The practical implication for QA: if you sell AI features to any regulated industry or government market, expect to be asked which RMF function your testing programme addresses. The answer needs to be traceable to artefacts — test plans, eval results, audit logs — not a narrative assertion.

// NOTE

RMF is voluntary in name, increasingly mandatory in procurement. If you sell AI to the US government, a state, or a regulated industry (healthcare, finance, defence), expect to be asked which RMF function your testing addresses. The voluntary framing has shifted in practice across 2024–2026.

What stays stable, what moves

The RMF has been stable since January 2023. The laws around it have not.

NIST AI RMF 1.0 has been stable since January 2023. The Generative AI Profile companion (NIST AI 600-1) landed July 2024 and remains stable. ISO/IEC 42001:2023 (AI management system standard, Edition 1) is similarly stable. These are the frameworks worth building against.
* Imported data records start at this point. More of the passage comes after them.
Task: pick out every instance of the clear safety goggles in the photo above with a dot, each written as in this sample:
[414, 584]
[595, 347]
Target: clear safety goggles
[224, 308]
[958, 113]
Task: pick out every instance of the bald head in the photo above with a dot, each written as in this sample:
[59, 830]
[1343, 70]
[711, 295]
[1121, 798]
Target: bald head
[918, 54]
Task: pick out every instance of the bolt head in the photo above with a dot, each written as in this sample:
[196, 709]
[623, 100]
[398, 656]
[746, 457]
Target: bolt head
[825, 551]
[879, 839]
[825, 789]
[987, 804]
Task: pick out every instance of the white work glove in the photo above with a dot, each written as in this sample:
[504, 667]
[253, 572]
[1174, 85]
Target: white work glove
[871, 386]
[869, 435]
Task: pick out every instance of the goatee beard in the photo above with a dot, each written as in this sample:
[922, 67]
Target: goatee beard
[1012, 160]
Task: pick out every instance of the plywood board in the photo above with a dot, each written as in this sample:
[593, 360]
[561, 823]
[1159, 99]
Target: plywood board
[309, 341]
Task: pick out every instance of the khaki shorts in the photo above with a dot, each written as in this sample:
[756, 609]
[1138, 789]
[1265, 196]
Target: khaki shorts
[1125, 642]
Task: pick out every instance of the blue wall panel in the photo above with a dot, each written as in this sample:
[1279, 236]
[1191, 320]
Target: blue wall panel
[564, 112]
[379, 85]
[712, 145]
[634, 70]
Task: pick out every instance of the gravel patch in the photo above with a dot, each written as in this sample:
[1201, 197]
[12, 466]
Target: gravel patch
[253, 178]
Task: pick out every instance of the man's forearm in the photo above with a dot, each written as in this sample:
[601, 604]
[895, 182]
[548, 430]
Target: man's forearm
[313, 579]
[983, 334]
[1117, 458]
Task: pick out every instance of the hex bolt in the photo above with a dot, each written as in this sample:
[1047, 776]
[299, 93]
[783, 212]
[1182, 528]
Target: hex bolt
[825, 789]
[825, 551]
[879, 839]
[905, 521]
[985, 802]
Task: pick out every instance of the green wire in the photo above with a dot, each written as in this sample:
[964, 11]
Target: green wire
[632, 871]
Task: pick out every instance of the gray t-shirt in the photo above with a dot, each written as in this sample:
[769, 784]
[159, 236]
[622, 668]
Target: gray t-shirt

In contrast: Biden's EO 14110 was rescinded January 2025. Trump's EO 14179 established a deregulatory federal posture; a December 2025 EO asserted federal preemption on state AI laws. Colorado's AI Act (SB205) had its effective date delayed repeatedly through 2025–2026 and in May 2026 the Colorado Legislature passed a bill to repeal and replace it entirely. The UK government has taken a sandbox-pilot approach rather than comprehensive legislation, with no AI Bill introduced to Parliament as of April 2026.

Building your QA governance practice to the RMF insulates the work from this churn. When the next law changes — and the pattern across the past 18 months strongly suggests it will — the RMF mapping stays valid.

Build to the framework, not to the law. The framework is what stays standing when the legal floor moves.